Some questions also remain in terms of what systems, processes or other forms of support can promote the bedside realization of person-centred care in various care contexts. Collecting and using people’s life stories as a fundament for care is a commonly-used approach, especially in the care of older people and people with dementia. However, there is a variety of concepts being used to describe such approaches, and the conceptual overlap and implications remain somewhat to be disentangled. Other remaining questions involve who should be telling the story (ownership and perspective), what is it that could and should be told (ethics and significance), for whom is it told (co-creation of meaning, dissemination and access), why is it told (presentation of self), how is it implemented (clinical use), as well as where and for how long is it relevant (context and durability).
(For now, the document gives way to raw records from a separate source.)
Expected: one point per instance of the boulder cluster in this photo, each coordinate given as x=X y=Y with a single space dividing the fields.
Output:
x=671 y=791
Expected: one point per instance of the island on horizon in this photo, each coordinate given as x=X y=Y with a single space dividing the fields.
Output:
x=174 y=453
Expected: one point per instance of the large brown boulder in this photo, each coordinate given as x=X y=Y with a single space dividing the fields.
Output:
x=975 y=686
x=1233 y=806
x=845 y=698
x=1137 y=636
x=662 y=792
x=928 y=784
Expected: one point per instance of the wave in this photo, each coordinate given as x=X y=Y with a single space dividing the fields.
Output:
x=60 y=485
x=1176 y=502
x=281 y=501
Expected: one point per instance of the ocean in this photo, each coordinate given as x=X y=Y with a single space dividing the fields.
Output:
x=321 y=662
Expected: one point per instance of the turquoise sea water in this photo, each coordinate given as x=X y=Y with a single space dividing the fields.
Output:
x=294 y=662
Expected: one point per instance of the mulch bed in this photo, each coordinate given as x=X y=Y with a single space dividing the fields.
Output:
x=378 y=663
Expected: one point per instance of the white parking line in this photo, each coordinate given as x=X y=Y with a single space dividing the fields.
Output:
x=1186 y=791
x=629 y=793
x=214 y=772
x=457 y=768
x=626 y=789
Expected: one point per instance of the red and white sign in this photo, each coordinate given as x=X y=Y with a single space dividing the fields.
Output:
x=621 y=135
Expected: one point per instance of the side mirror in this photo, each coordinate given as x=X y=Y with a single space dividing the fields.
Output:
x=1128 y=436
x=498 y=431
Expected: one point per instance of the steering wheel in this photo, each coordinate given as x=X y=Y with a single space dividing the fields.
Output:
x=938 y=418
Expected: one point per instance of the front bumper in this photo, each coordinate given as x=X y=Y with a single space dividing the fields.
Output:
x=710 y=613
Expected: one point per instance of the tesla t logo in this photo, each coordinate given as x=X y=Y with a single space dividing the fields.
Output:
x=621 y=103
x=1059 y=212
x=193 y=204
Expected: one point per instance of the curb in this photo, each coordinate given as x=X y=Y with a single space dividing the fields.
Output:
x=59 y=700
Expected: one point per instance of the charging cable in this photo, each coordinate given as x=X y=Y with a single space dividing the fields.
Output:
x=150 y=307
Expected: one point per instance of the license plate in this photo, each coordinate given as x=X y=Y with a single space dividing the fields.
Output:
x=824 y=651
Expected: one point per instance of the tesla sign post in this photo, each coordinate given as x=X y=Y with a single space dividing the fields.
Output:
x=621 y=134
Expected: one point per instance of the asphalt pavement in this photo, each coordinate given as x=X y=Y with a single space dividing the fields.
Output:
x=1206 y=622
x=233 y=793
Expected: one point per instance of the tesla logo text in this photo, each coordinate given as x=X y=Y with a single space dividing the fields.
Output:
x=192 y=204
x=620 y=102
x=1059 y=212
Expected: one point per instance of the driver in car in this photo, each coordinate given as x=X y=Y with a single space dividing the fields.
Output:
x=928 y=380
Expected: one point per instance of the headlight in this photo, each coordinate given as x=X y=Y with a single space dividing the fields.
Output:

These questions and the expected variation in answers can be perceived as academic challenges, but also as being at the very core of clinical person-centred care. It is reasonable to expect a clinical between-context variation regarding the content, characteristics and use of life stories for example in residential aged care and acute care, and it is also reasonable to expect a clinical within-context variation between different wards, different staff, and different people. The clinical operationalization and realization of person-centred care needs flexibility between context, persons, and situations, inasmuch as the academic study of person-centred care needs stringency and consistency to further clarify its content, meanings and effects. This delicate balance between flexibility and consistency can be seen as reflecting the duality of nursing as a profession and a discipline, as art and science, as practice and theory.
To conclude, is it possible to answer questions of what person-centred care is, and what it is not? Person-centred care is holistic, flexible, creative, personal and unique. Person-centred care is not reductionist, standardized, detached and task-based.
Not unless the person wants it to be.